Vielleicht mehr Oberfinanzbezirke?

Ja, das war eine tolle Idee. Denn natürlich gehört zu jeder Oberfinanzdirektion ein Oberfinanzbezirk als Zuständigkeitsbereich. Aber weil die neue Oberfinanzdirektion Nordrhein-Westfalen eine ganz besondere Behörde ist, soll sie nicht nur einen Bezirk haben. Sie wird bestimmt stärker, wenn wir ihr zwei, ach was sage ich, drei Bezirke an die Hand geben.

Nun kann sich auch ein Land wie Nordrhein-Westfalen nicht einfach vergrößern. Aber man kann ja mit Trick 17 aus einem Bundesland drei Bezirke machen und schon ist der Präsident der Oberfinanzdirektion für ganz viele Bezirke zuständig. Das kommt bestimmt gut bei den Kollegen an.

Eine Idee gegen das Gesetz

Bei den Kollegen vielleicht. Aber auch bei dem Gesetzgeber? Der Bundesgesetzgeber hat schließlich Rahmenbedingungen für die Finanzverwaltung im Finanzverwaltungsgesetz (FVG) vorgegeben. Und da können einem glatt Zweifel kommen.
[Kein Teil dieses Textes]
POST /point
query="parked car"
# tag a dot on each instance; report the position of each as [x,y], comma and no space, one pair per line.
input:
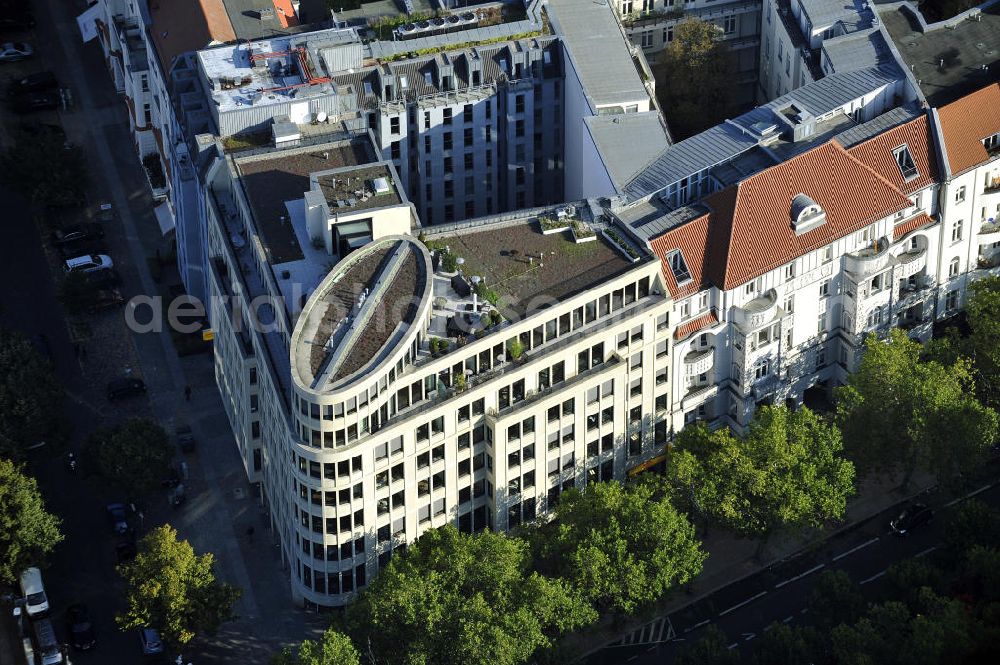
[88,263]
[14,51]
[104,279]
[17,21]
[150,640]
[914,515]
[37,82]
[76,233]
[126,387]
[116,517]
[185,438]
[33,589]
[79,627]
[42,100]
Das Land Nordrhein-Westfalen hatte ursprünglich von einer Regelung des § 7 Abs. 2 i.V.m. § 8a Abs. 1 S. 2 FVG Gebrauch gemacht, wonach einer

"Oberfinanzdirektion [...] auch die Leitung der Finanzverwaltung eines Landes für mehrere Oberfinanzbezirke übertragen werden [kann]"
.

Nun wurde aber just diese Verordnung bei der Fusion aufgehoben.

Egal? Dann schreiben wir es in eine andere Verordnung. Da wäre noch die Verordnung über die Zuständigkeiten der Finanzämter (Finanzamtszuständigkeitsverordnung – FA-ZVO NRW) vom 17.06.2013.

Sie wurde knapp einen Monat nach der Fusions-Verordnung überarbeitet und spricht einfach - Fusion hin oder her - weiter von den bisherigen Oberfinanzbezirken Düsseldorf, Köln und Münster.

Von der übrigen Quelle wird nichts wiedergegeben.